At the end of her lecture, Professor Hendricks challenged us to think about thinking of the sovereign as not-so-monsturous. This morning, Professor Crawford pointed out several times that Hobbes represents a far more modern way of thinking than Plato. He also had a lot to say about the paradoxical relationship between Hobbes and the liberal tradition.
Going into Hobbes, I at first dreaded it like I had with Plato. Plato’s views on authority and governance, though interesting, was hard to decipher and grasp as a real physical concept. Mainly the struggle was with his Kallipolis, Plato’s Ideal City that existed in his brain and described in The Republic.
Hobbes surprised me. Not only did I enjoy much of what Hobbes had to say, but I also found myself nodding along as I read through Leviathan.
I liked Professor Hendricks’ challenge because whether you agree or not, I think there are benefits to Hobbes’ Leviathan. That is to say, if the sovereign is one that is just and good, wouldn’t the people lead a just and good life as well? Wouldn’t reforms be made in a much better and efficient way?
Let’s take, for example, Peron’s rule of Argentina.
He ran for presidency in 1946 and won, but in 1945 he’d pretty much secured that seat when he was released from military holding after only 8 days due to public pressure. This very closely relates to how Hobbes describes how the ruler is the representative of the people; and how, like Professor Hendricks had suggested, that the Machine (people) and the Monster (sovereign) works together.
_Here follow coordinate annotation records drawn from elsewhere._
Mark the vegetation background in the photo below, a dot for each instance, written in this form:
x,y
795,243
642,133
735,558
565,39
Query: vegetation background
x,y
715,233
Peron, like many other leaders in Latin America, began his presidency by dissolving other opposing governing parties, making Argentina a single party state. Not only this, he also held personal power over his own party.
Despite the singular control Peron had on the people of Argentina, the reforms he made benefitted the people (albeit only for a short period of time before the economy turned on them). Women were allowed to vote, hospitals and orphanages were built for the underprivileged, and working tools such as sewing machines were given away so that the average people could earn a living from home. All these reforms were made fairly quickly, and– like Professor Crawford mentioned in today’s lecture– allowed the people to live a good life, something that us as humans naturally want, according to Hobbes.
Peron’s rulership was described as “fascism with sugar”, a striking resemblance of the paradoxical relationship between liberty and authoritarian leadership. Peron was an authoritarian– a single party state ruler that decided what the people “shalt or shalt not do”, but he was also a liberalist in the sense that he provided equality and a good life to the people. He was not overly oppressive to his people; his most repressive law was perhaps the censorship of media.
Professor Hendricks’ challenge, in the scope of historical examples, is one that can be approached more easily if one could look at the benefits such a sovereign state can create for the people.